The PDF File Specification

See package:org.apache.pdfbox.pdmodel.common.filespecification
See example:EmbeddedFiles

A PDF can contain references to external files via the file system or a URL to a remote location. It is also possible to embed a binary file into a PDF document.

There are two classes that can be used when referencing a file. PDSimpleFileSpecification is a simple string reference to a file(e.g. "./movies/BigMovie.avi"). The simple file specification does not allow for any parameters to be set.

The PDComplexFileSpecification is more feature rich and allows for advanced settings on the file reference.

It is also possible to embed a file directly into a PDF. Instead of setting the file attribute of the PDComplexFileSpecification, the EmbeddedFile attribute can be used instead.

Adding a File Attachment

PDF documents can contain file attachments that are accessed from the Document->File Attachments menu.
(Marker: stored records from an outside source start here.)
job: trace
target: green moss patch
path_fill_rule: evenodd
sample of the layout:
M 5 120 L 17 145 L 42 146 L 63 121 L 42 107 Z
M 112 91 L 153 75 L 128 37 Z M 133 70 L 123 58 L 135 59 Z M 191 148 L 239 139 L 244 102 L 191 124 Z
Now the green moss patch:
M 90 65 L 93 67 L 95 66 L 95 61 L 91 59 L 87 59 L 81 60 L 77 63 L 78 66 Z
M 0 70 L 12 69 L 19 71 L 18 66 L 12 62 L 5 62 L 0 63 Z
PDFBox allows attachments to be added to and extracted from PDF documents. Attachments are part of the named tree that is attached to the document catalog.

PDEmbeddedFilesNameTreeNode efTree = new PDEmbeddedFilesNameTreeNode();

//first create the file specification, which holds the embedded file
PDComplexFileSpecification fs = new PDComplexFileSpecification();
fs.setFile( "Test.txt" );
InputStream is = ...;
PDEmbeddedFile ef = new PDEmbeddedFile(doc, is );
//set some of the attributes of the embedded file
ef.setSubtype( "test/plain" );
ef.setSize( data.length );
ef.setCreationDate( new GregorianCalendar() );
fs.setEmbeddedFile( ef );

//now add the entry to the embedded file tree and set in the document.
Map efMap = new HashMap();
efMap.put( "My first attachment", fs );
efTree.setNames( efMap );
//attachments are stored as part of the "names" dictionary in the document catalog
PDDocumentNameDictionary names = new PDDocumentNameDictionary( doc.getDocumentCatalog() );
names.setEmbeddedFiles( efTree );
doc.getDocumentCatalog().setNames( names );